With hindsight the museum of RAF Davidstow Moor would probably have been more satisfying. We can go back. At the Cornwall at War show Steve and Sheila have built large sheds in which to display almost everything, except perhaps a penny farthing and a stuffed bear. Otherwise: real, if non-flying, Fairey Gannet and a Hawker Hunter, a Bedford truck, a nearly new Land Rover Wolf (a military spec Defender) and best vehicle a Scammell Pioneer (not looking as nice as this one).
Then there are rooms of themed stuff, mannequins, guns, radio sets, models at all scales and from all theatres.
One of the rooms deals with air sea rescue. The RAF wants its pilots back, and it’s the deal in many (non-Russian) militaries that we won’t let you die if we can help it – and besides we have invested in your training. So, many exhibits of twin Merlin powered rescue launches plucking plucky airman from the briny. Also explained is the Uffa Fox (famous among the people to whom he is familiar, as a boat designer) air-dropped 32ft life boat with sails, two outboard motors with fuel and plenty of flares, plus a light and a whistle for attracting attention.
It was dropped from a converted bomber such a Hudson or Warwick. It fell under six parachutes which detached when the boat hit the water setting off rocket propelled 300’ ropes so the airmen could haul themselves in.
This picture was taken through a glass frame. The boat, with inflatable bow-deck cover is coming toward the bottom left of the frame. You can just see the crew man under the stern shelter.
Meanwhile back at the non-Epic Journey, today’s main challenge is finding somewhere to cross the Tamar. We last saw the Tamar from the railway bridge just after Plymouth. It marks the border between Devon and Cornwall for almost all its length – rising only a few miles away from the North Devon/Cornwall coast and after that the boundary boffins just went a short way west until they found the Marsland river to complete the remaining couple of miles to the coast.
Anyway, the problem with the Tamar is that it is fast-running and full of water and it has had plenty of time and energy to carve a nice deep wiggly steep-sided valley across which people have not found many places to build bridges.
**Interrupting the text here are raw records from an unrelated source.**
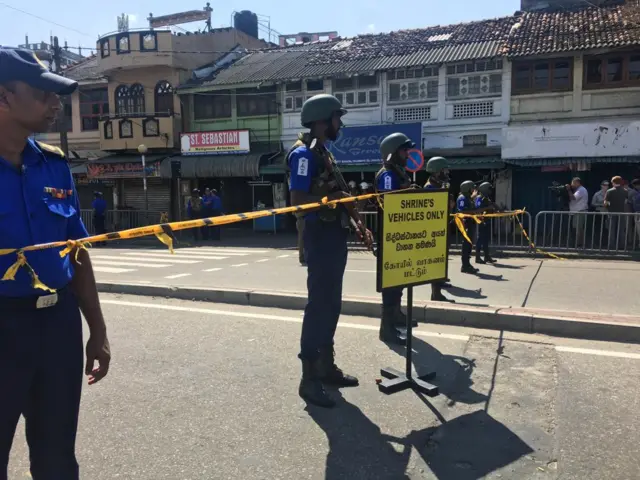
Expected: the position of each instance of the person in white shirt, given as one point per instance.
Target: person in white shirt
(578, 205)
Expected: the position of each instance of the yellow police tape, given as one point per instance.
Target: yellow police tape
(164, 231)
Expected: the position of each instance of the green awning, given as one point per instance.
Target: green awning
(549, 162)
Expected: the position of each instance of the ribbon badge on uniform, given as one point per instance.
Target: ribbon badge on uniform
(58, 193)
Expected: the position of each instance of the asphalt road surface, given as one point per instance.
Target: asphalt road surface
(202, 391)
(578, 286)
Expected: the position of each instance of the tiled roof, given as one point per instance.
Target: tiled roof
(426, 46)
(85, 70)
(568, 30)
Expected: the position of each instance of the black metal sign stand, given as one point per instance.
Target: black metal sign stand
(397, 381)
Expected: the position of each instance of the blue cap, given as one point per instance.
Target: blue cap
(17, 64)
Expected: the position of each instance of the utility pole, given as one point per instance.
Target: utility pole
(57, 62)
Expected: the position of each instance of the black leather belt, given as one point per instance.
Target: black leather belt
(34, 302)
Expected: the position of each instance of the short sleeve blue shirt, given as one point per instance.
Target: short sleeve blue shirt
(388, 180)
(463, 203)
(38, 204)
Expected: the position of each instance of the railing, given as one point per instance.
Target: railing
(589, 232)
(122, 219)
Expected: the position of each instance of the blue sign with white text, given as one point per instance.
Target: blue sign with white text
(361, 145)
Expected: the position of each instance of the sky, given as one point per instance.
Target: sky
(80, 23)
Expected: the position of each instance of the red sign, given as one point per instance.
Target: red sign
(207, 143)
(120, 170)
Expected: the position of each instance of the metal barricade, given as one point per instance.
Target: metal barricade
(589, 232)
(122, 219)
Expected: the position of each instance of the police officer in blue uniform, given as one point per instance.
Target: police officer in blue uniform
(484, 203)
(313, 175)
(465, 204)
(393, 176)
(41, 351)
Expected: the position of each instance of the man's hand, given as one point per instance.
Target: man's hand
(97, 350)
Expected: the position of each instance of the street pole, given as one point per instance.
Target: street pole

In our newfound awareness of the importance of those little chevrons on the road, Doris has chosen the least bad option which is the old bridge at Horsebridge – allegedly built by French Benedictine monks in 1437 when it was the last crossing over the Tamar before the sea, some 15 miles further south.
While taking the opportunity to pose with the decidedly dog-eared “welcome to Devon” sign we meet Kev (you can see him in the background of the bridge picture). Kev is an experienced cyclist of a certain age (he has the proud claim of having beaten Bradley Wiggins in a cycle race – although he did say it was one of Young Wiggins’ earlier outings) who has brought a mountain bike and an impressively small collection of camping kit. He is aiming to get from Penzance/Land’s End along through Dorset and thence the South Downs to the North Downs. He is finding it extremely hilly and thinks he might have been a bit over-ambitious. We agree that it is always important to remember that a holiday is supposed to be a holiday, and leave him climbing determinedly onwards to his camp site somewhere the other side of Tavistock.
Our hotel tonight, the “Horn of Plenty”, is described in a possibly unintended pun as “inextricably linked to mining”.
In a moment of great happiness Doris spots that our room is joined to Porthcurno and the world via a KAOLIN INSULATOR!! Hooray and huzzah, everything joins up even more.










In reference to your opening line, I am reminded of the knighted carpenter who made the mythical roundtable…Sir Cumference. As a yoooge (see unnerving photo) fan of Uffa Fox, I think the lifeboat is epic. Is the pattern on the sails a form of dazzle camoflague?